Yet this has been lost in the controversy around how many people in the country are living with HIV.

The survey measures the HIV infection rate among 16 061 pregnant women seeking care in the public sector.

This week critics and journalists have been caught up in trying to understand why Government is stating that between 6,29-million and 6,57-million South Africans are living with HIV or AIDS, significantly more than the 4,5-million number provided by Stats SA or other numbers coming from other sources.

Aids experts in the know seem to agree on about 5-million.

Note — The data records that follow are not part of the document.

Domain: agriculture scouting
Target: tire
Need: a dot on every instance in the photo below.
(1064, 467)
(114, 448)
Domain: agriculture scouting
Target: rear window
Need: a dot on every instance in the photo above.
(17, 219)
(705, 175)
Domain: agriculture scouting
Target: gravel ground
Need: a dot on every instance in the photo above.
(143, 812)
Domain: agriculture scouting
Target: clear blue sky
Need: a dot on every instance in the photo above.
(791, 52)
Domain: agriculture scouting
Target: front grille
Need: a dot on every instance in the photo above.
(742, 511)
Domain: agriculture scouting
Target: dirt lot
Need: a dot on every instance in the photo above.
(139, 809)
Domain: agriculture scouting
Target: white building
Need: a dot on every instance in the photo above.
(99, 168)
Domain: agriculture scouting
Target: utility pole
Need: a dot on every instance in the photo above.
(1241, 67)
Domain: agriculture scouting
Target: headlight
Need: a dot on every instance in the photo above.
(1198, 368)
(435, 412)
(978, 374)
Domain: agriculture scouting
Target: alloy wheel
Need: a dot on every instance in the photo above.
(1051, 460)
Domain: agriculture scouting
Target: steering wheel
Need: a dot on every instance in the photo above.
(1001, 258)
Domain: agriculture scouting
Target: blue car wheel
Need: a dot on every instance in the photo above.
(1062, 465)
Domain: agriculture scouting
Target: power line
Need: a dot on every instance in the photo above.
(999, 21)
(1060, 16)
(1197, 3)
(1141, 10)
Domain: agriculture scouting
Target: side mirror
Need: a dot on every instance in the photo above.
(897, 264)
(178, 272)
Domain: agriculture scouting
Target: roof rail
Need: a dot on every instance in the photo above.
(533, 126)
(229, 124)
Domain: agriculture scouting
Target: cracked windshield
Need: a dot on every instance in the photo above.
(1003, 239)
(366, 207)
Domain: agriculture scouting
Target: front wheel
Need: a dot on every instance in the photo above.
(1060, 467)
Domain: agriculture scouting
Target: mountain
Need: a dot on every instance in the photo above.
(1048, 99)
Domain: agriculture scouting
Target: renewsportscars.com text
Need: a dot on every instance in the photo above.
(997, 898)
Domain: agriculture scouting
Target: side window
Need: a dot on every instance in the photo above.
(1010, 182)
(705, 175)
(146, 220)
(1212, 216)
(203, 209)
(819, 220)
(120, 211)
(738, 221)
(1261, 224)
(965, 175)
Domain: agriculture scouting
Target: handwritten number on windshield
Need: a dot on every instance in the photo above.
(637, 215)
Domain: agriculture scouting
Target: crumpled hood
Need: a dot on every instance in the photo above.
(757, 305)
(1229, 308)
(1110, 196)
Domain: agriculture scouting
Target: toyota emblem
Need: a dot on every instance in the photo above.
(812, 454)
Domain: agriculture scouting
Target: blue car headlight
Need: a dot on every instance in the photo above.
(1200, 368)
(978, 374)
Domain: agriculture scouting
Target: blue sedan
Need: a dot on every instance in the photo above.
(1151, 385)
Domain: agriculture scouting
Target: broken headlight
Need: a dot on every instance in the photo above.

Although the differences between the various estimates are astonishing, the discrepancies are due to different methodologies and data, and since there is no gold standard for HIV estimate calculations such varying estimates will continue to be produced.

Role-players have grown accustomed to the controversy that seems to erupt every time Government and more specifically our National Department of Health is involved in HIV/AIDS matters.

The survey, which has been kept under lock and key by Government for several months, is the only reliable annual data this country has at the moment.

But the real story here lies in the trends revealed in the new data which shows that overall the South African HIV/AIDS epidemic continues to grow, though than at a slower pace than in the 1990s.

Contrary to earlier claims, HIV prevalence among young South African women has not fallen.

Dr Lilian Dudley, Chief Executive Director of the Health Systems Trust’€™s immediate concerns is the continuing increase in prevalence in younger women.

This survey tells us that nearly 40% of young, pregnant women between 25 and 29 years are infected, while women in their early twenties and early thirties show a rates of around 30%. Older women and importantly teenagers have prevalence rates of below 20%, but it is still unacceptably high.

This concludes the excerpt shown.